Rein kommerziell steht die Siegerin hierzulande fest, zumindest nach derzeitigem Ermessen. Mehr Alben verkaufen als Kylie Minogue kann Helene Fischer selbstverständlich, sie ist der Deutschen liebster Rauschgoldengel des Popschlagers. Das macht die Rollenverteilung im künstlerischen Duell umso klarer: Es treten an ...
Die Herausforderin: Kylie Minogue mit "Kylie Christmas"
Kylie Minogues erstes Weihnachtsalbum ist schon deshalb ziemlich gelungen, weil es den Kardinalfehler von Weihnachtsalben berühmter Sängerinnen und Sänger vermeidet: Heißgeliebten Klassikern einen allzu deutlichen "eigenen Klang" zu geben. Denn wenn man eines an Weihnachten nicht will, dann ist das der Bruch mit Traditionen zugunsten von weihnachtsfernen Arrangements. Kylie Minogue macht deshalb aus "Let It Snow" und "Stille Nacht" keine Dancepop-Nummern, sondern beschränkt Innovationen auf ein paar Gaststars: ein posthumes Duett mit Frank Sinatra, eins mit Iggy Pop und eins mit dem englischen Comedian James Corden.
Musikalisch hält sie sich weitgehend an den Klang derjenigen Dekade, die wie sonst keine Gemütlichkeit und heile Welt verspricht: die Fünfziger. Sie klingt dabei, wie sie auf dem Cover aussieht: Wie ein klassisches Pinup-Girl haucht, juchzt und singt sie immer so nah an der Stöhngrenze entlang, dass es auch damals gerade noch jugendfrei gewesen wäre.
Der beste Zeitpunkt, um auf Play zu drücken: Wenn man vor dem Heiligen Abend mit seinen familiären Herausforderungen und gewaltigen Essensmengen in Gang kommen will. Die Jazztrompeten schmettern fröhlich-blechern, die Streicher swingen und dazu singt Kylie Minogue ziemlich görig und immer ein bisschen ironisch. Alles eher bäm als pssst, also genau das Richtige, um sich nachmittags vom Sofa zu lösen, den rot-grün-goldenen Pailletten-Blazer anzuziehen und den Bart in Goldglitter zu tunken.
Wo haben die Gestalter des CD-Covers eingekauft? Bei einer amerikanischen Unterwäschelinie, die ihre Models gern als Engel verkleidet.

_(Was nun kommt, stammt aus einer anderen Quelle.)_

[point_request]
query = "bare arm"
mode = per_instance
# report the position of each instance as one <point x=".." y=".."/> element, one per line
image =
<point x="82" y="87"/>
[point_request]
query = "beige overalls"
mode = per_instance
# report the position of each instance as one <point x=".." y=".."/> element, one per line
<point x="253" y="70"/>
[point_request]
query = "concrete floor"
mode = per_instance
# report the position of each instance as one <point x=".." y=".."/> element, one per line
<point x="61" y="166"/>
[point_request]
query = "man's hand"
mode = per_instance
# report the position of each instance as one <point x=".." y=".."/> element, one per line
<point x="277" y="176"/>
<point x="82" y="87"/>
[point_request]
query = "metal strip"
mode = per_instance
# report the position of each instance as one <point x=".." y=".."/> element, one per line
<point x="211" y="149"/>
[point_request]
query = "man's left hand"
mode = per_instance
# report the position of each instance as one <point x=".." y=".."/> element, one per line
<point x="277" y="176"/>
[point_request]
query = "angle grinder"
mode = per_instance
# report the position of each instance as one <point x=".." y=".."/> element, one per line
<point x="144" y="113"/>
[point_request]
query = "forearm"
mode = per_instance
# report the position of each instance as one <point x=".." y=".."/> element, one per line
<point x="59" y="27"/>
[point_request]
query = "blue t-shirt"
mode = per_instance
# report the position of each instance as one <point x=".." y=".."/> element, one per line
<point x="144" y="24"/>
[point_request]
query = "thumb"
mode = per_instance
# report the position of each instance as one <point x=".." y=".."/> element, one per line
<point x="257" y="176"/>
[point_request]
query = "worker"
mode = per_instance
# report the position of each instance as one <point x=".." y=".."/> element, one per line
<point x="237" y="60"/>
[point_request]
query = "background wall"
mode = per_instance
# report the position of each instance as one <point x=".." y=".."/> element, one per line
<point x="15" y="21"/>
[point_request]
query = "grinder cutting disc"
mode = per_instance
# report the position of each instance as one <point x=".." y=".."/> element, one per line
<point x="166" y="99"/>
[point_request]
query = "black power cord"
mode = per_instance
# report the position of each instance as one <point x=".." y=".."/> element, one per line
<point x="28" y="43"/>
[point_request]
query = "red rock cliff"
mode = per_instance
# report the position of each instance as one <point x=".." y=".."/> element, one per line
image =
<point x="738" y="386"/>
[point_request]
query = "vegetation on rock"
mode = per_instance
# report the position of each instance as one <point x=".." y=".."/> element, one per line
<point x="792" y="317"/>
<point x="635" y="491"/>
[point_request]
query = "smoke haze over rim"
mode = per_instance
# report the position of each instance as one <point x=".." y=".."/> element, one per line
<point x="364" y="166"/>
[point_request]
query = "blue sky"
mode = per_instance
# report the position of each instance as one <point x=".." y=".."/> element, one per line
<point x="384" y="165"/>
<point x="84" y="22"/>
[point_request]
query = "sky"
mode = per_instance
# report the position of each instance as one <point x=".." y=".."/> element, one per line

Kylie Minogue: "Christmas"
(Foto: Parlophone Label Group/Warner Music)Wenn diese Platte ein Plätzchen wäre, dann wäre sie: Kein Plätzchen, das ist viel zu bescheiden-deutsch gedacht. Kylie Minogues Weihnachten ist ein gewaltiger Weihnachtsumzug auf der Fifth Avenue. Wiedergeboren als Gebäck wäre das Album eine Lebkuchen-Villa, deren Wände dick mit Zuckerguss überzogen sind. Davor tanzen Spekulatius-Männchen durch ein Spalier aus rot-weißen Zuckerstangen, aus dem Schornstein steigt ein Rauchfähnchen aus rosa Baiser.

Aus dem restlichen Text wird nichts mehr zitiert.